The Eleventh Circuit Court of Appeals has defined the term “called party” under the Telephone Consumer Protection Act of 1991 (TCPA) as the subscriber to the cell phone service or user of the cell phone called, regardless of who the creditor intended to call. In Breslow v. Wells Fargo Bank, N.A., 2014 U.S. App. LEXIS 10457 (11th Cir. June 5, 2014), the defendant-creditor did not have consent from the “called party” to autodial the cell phone number because the consent was obtained from the party that formerly had the cell phone number that was called. The Eleventh Circuit affirmed summary judgment on liability in the called party’s favor.

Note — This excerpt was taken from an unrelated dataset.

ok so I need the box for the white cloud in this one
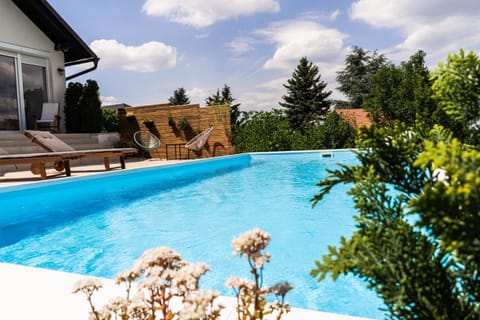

A caller does not violate the TCPA if the caller has the express prior consent of the “called party.” Neither the TCPA nor the regulations promulgated by the Federal Communication Commission define the term “called party.” Debt collectors and other types of callers have argued that “called party” means the “intended recipient” of the call. The Eleventh Circuit rejected this argument and held that any person who answers the phone may have stated a claim against the caller under the TCPA.
At least one recent petition is pending before the Federal Communication Commission for a ruling that defines the term “called party.” Until such a ruling is made, debt collectors and other covered entities should attempt to obtain and verify prior express consent in writing before placing a call.